Metrics for Evaluating Classification Models

Use Cases:

You want to easily and granularly see where your model succeeds and where it fails
You are building a presentation and want to visually convey your model’s results in a clear and customizable way

As nice looking as our confusion matrix is, it can be hard to compare models with it. If we were trying to figure out whether a Logistic Regression, KNN, Decision Tree, or Random Forest was best for our problem, having to sort through and compare 4 different plots each with 4 different categories would be time-consuming.

Thankfully there are four scores that we can calculate based on the relationship between our true predictions and false predictions. Each one stresses a different facet of our results and which one we choose can be based on several different factors including a client’s needs, what we are predicting, and any imbalances in our data.

Accuracy: (True Positives + True Negatives) / All Predictions

A balanced metric that rewards the model for correctly predicting both positive and negative results. This is the default for a lot of models when you call its .score() method.

This can be misleading if there is an imbalance in our data between the target class and the non-target ie if there were 5 of our target class in a data set of 100 entries and our model predicted everything was negative it would still receive an accuracy score of 95%.

The accuracy score metric is built into Scikit-Learn and just needs to be imported and our model’s predictions inserted along with the true results.

from sklearn.metrics import accuracy_score# Remember to place the true results first 
accuracy = accuracy_score(y_test, y_pred)

image by author

Precision: True Positives / (True Positives + False Positives)

A metric that prioritizes the positive guesses that our model makes while ignoring anything classified as negative.

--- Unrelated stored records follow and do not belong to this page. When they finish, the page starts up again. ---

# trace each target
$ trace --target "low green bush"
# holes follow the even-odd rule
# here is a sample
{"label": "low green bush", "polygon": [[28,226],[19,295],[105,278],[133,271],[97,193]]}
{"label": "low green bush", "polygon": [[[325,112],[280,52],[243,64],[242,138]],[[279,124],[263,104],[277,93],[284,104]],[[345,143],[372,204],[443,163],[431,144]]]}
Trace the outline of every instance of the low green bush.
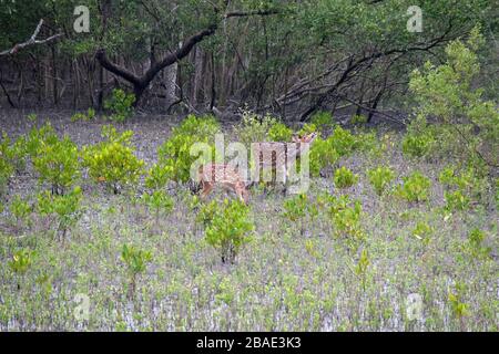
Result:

This metric’s chief concern is that your model is correct when it predicts a data point is positive while forgiving any positives it might have missed. A good way to think about this is with the quote: “It is better that ten guilty persons escape than that one innocent suffer.”

This is best used when the consequences of a positive prediction far outweigh the consequences of a negative one. Like accuracy, precision can be imported from Scikit-Learn.

from sklearn.metrics import precision_scoreprecision = precision_score(y_test, y_pred)

image by author

Recall: True Positives / (True Positives + False Negatives)

Think of recall as precision’s mirror opposite. Instead of prioritizing positive predictions, recall’s priority is making sure that all of the target class were correctly identified, regardless of how many other data points were incorrectly lumped in with them.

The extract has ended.